NF90 regulates miR-145 biogenesis. (A) Cluster map of microarray showed the altered miRNAs ≥ 2 folds in NF90 knockdown cells, compared with control group (siNC). (B) mRNA level of miR-145 was measured by qRT-PCR in control (siNC) and NF90 knockdown (siNF90) T24 and 5637 cells. (C) qRT-PCR showing the level of miR-145 in control (siNC) and lncRNA-LET knockdown (siLET-#1 and siLET-#2) T24 cells. (D) The levels of miR-145 and miR-143 in control (shCTL) and lncRNA-LET stable knockdown (shLET) T24 cells. (E) RIP combined with qRT-PCR assays of NF90 binding to pri-miR-143 or pri-miR-145 in control (shCTL) or lncRNA-LET knockdown (shLET) T24 cells. Relative enrichment of pri-miRNAs in anti-NF90 group, compared with IgG group. The control GAPDH mRNA level was used for normalization. (F) Schematic illustration of wild-type (WT) and mutant (Mut) miR-145 with consensus binding motif of NF90. (G) qRT-PCR analysis of exogenous miR-145 levels in T24 cells, transfected with wild-type or mutant NF90 binding site pri-miR-145 vector. Expression of FLAG in Western blotting was used to represent the NF90 transfection efficiency. Data are shown as mean ± SD and represent at least two independent experiments with similar results. * P < 0.05, ** P < 0.01, *** P < 0.001 (Student's unpaired two-tailed t-test).

Figure 6

Inhibition of TGFβ1 signaling pathway enhances chemosensitivity to GEM treatment in T24 UBC xenografts. (A) Tumor size change of xenografts from chemoresistant T24 cells treated with vehicle, LY2157299, GEM or both LY2157299 and GEM (n=6 per group). (B) Tumor volumes calculated on day 30 (n=6 per group). (C) ALDEFLUOR assay. The primary cells derived from xenografts were harvested on day 30, and analyzed for ALDH activity. (D) Western blotting of pSMAD2 and total SMAD2 in xenografts of the four groups. Data are shown as mean ± SD. ** P < 0.01 (Student's unpaired two-tailed t-test).

Figure 7

Clinical relevance of lncRNA-LET/NF90/miR-145 axis in UBC specimens. (A). The levels of lncRNA-LET, TGFβ1, miR-145, and that of NF90 in human UBC (Tumor) and the adjacent normal tissues (Normal).
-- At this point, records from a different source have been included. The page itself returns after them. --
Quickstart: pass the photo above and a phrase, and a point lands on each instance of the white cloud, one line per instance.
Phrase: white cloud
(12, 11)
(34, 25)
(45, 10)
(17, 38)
Mann Whitney test, Unpaired t test or Wilcoxon signed rank test was used for analysis of statistical significance. (B) Western blotting showing NF90 expression in paired UBC (T) and adjacent normal tissues (N). (C) The correlations among lncRNA-LET, TGFβ1, miR-145 and NF90 were determined by Pearson correlation analysis. ΔCT values of qRT-PCR were used as the levels of lncRNA-LET, TGFβ1 and miR-145 transcripts. NF90 protein bands on Western blotting were semi-quantified by Image J. (D) Kaplan-Meier survival analysis of overall survival of 60 UBC patients with expression profile of TGFβ1^high vs TGFβ1^low, lncRNA-LET ^high vs lncRNA-LET^low, miR-145 ^high vs miR-145^low. Subgroup analysis of UBC patients according to the expression profile of TGFβ1^high/lncRNA-LET^low/miR-145^low signature versus the other combinations. Median value was chosen as cut-off point. The log-rank (Mantel-Cox) test was used to calculate P-values. P < 0.05 was considered statistically significant. (E) Schematic illustration of enhancement of cancer stem-like cell properties in GEM resistant UBC cells by the dysregulation of lncRNA-LET/NF90/miR-145 axis via TGFβ1.